For decades, Congress, the executive branch, and the people shared a common understanding: the definition of “machinegun” in the NFA was clear, applying only to weapons that fired continuously from a single function. Be it with a button, a lever, or a traditional trigger, a “machinegun” fires continuously upon the performance of a single function. Bump stocks, which require substantial and continuous user input to fire, had never been considered “machineguns.” President Trump announced that his administration was changing course. The president expressly declined to go through Congress, instead directing officials to redefine bump-stock devices as “machineguns.” In turn, the Bureau of Alcohol, Tobacco, and Firearms (ATF) broke from decades of precedent and granted itself a new power to ban a widely owned firearm accessory.

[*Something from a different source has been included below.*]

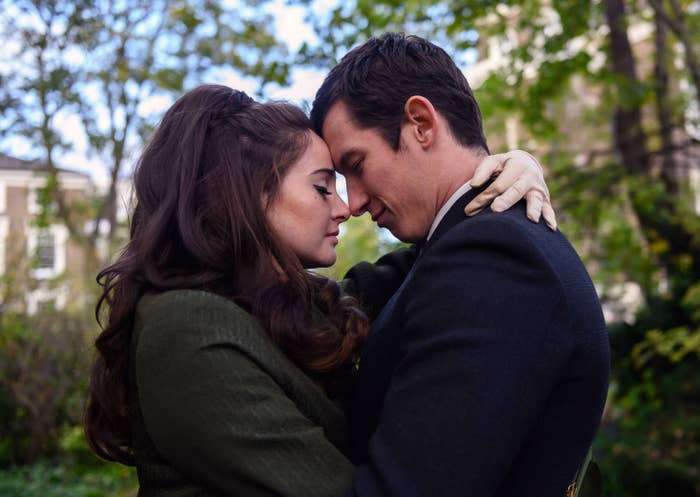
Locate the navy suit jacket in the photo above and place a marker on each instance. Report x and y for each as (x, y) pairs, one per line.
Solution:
(487, 372)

This expansion of regulatory authority, motivated by political expediency, cannot stand. Whether one agrees that bump stocks should be regulated or not, this change is about far more than bump stocks. ATF has asserted the complete authority to ban any new class of weapons that were never covered by the 1934 law. This approach impermissibly expands the executive branch’s power to rewrite criminal laws and the casual approach to ignoring the Constitution would certainly not stop with the ATF if allowed to stand.

The new rule, making felons of an unknowable number of Americans, took effect on March 26, 2019. Gun owners and advocacy groups filed lawsuits in several federal districts, including one that ended up in the U.S. Court of Appeals for D.C. Circuit in which Cato also filed.

Another case is now before the U.S. Court of Appeals for the Tenth Circuit. It was brought by the New Civil Liberties Alliance on behalf of Clark Aposhian, who lawfully purchased a bump stock. Our brief here addresses issues that no other amicus discusses: that the executive branch cannot use the administrative process to accomplish legislative goals that Congress declined to enact.

The implications of this case extend far beyond bump stocks. Regardless of what public opinion is at this moment, the law means what it says. The executive branch has the power to interpret existing law, not create new ones. The administration argues, essentially, that the clear political motive here doesn’t matter, and that nothing prevents them from inventing their own definitions of the terms that define a “machinegun.” That simply isn’t the case. Administrative interpretations are supposed to do just that—interpret existing law—not give new meaning to an old one.

If the government really wants to regulate bump stocks, it needs to do so by passing a new law, not by assigning new meaning to an old one. The Founders weren’t short-sighted; there’s a reason laws that affect the entire nation have to come through Congress, not through politically motivated bureaucratic reimagination.

The Tenth Circuit will hear argument in Aposhian v. Barr this summer.